The improvement in disease prognosis from the MTX to the biologic era was also underscored by the marked decrease over time in the frequency of articular and extraarticular damage. Most of the JADI items that were impaired in the MTX era cohort were less frequently affected in the biologic era cohort, with the most notable improvement being the reduction in ocular sequelae in the oligoarthritis group. There were, however, some forms of damage whose impact was not diminished in the biologic era cohort, which included temporomandibular and ankle alterations and leg-length inequality. The unchanged prevalence of temporomandibular joint damage may depend on the frequent paucity of symptoms in temporomandibular joint arthritis, which may lead to delayed diagnosis and late institution of appropriate therapy [50]. The ankle is a complex anatomic area, which comprises several individual joints (tibio-crural, subtalar, and intertarsal) and a number of tendons, all of which can become inflamed. For this reason, complete control of ankle arthritis may prove difficult. Notably, ankle involvement has been found to be associated with poorer prognosis and with a lesser response to intra-articular glucocorticoid therapy in JIA [51, 52]. The continued occurrence of leg-length discrepancy, which is a well-known consequence of knee monoarthritis, emphasizes the need of timely intra-articular glucocorticoid injection in this joint, a procedure that may prevent this complication [53].

Our analysis should be interpreted in the light of some caveats. Because the study was conducted in Western pediatric rheumatology centers, its results may not be generalizable, particularly to geographic settings where the costly biologic medications may not be available or affordable [54]. We focused on disease-centered measures of disease activity and damage and did not assess physical function and health-related quality of life. Studies in recent series have shown that the majority of JIA patients have normal or near-normal functional ability and achieve a health-related quality of life that is similar to that of healthy peers [49, 55]. Outcome endpoints did not include imaging procedures, which could provide a more objective estimation than clinical tools. We only examined the rate of ID at a single point in time and did not evaluate its duration, which could have allowed us to calculate the rate of clinical remission on and off medications [56]. The inability to calculate the percentage of patients who failed the first DMARD did not allow us to assess the time spent before the achievement disease control, which may influence the prognosis. In addition, we could not evaluate the proportion of patients who achieved remission in less than 5 years and were, then, lost to follow-up. The differences in the frequency of disease activity and damage between the two cohorts could have been affected by the disparity in age at onset, disease duration, and proportion of JIA categories. Some patients in the MTX era cohort had received biologic DMARDs, which could represent a confounding factor. However, it is likely that most of these patients had started biologics later and were given an overall less aggressive treatment than patients in the biologic era cohort, in line with the aforementioned shift in the therapeutic paradigm between the two eras. We should finally acknowledge that there were no patients with RF-positive polyarthritis in the biologic era cohort and that only 2% patients in the MTX era sample had this disease category. The low proportion of patients with RF-positive polyarthritis, which is one of the most severe forms of JIA, could have influenced the results.

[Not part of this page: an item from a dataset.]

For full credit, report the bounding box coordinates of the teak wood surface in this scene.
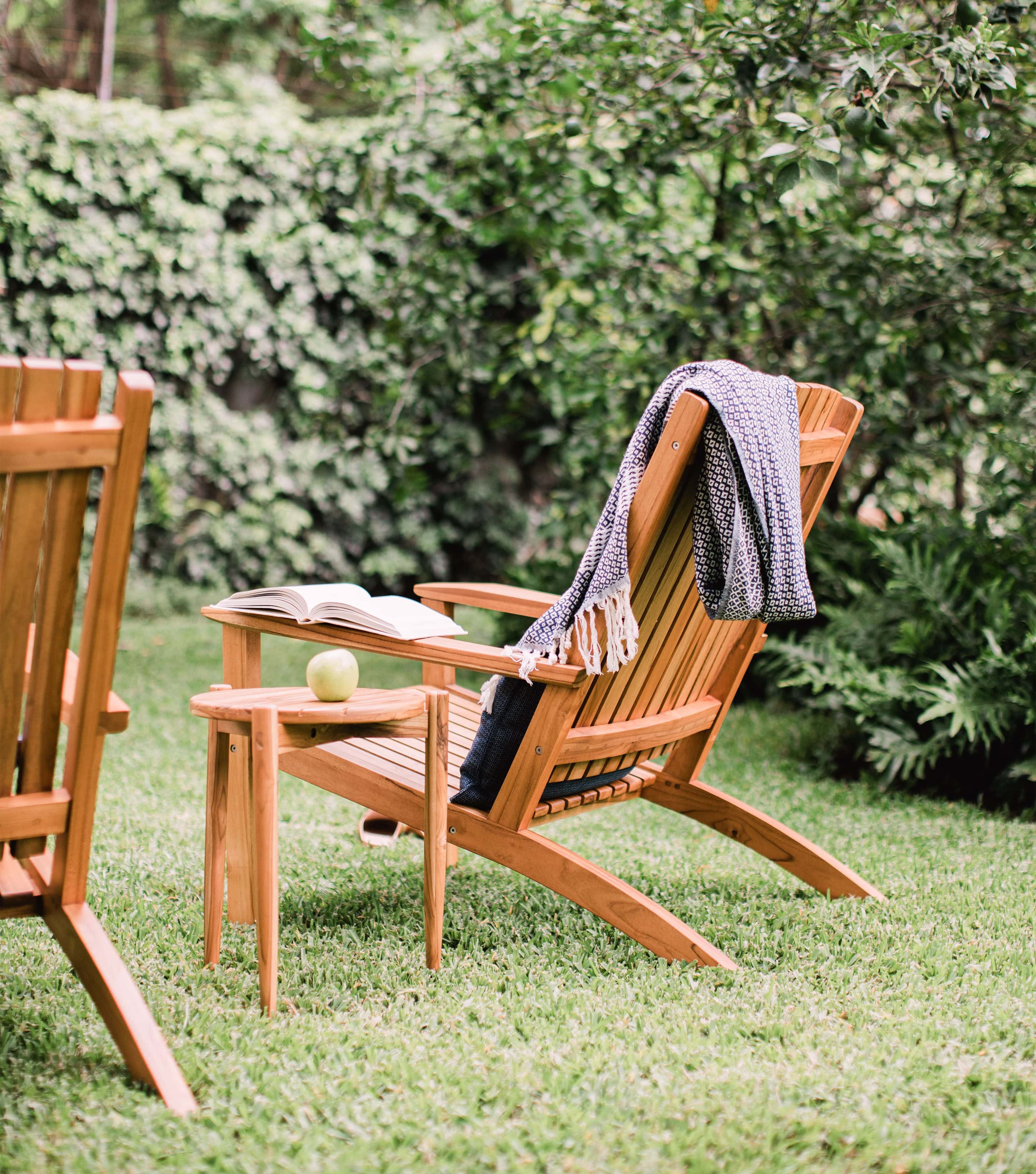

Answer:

In conclusion, our study provides evidence from standard clinical care of the remarkable prognostic improvement obtained with the recent therapeutic advance in JIA. However, there is still a sizeable proportion of patients who do not achieve complete disease quiescence with contemporary therapies. In addition, some important sources of damage, such as temporomandibular and ankle joint damage and leg-length inequality, remain prevalent. These findings underscore the need for newer treatments and treatment strategies that have the ability to better control disease activity in the most resistant cases and to further reduce the development of disease damage.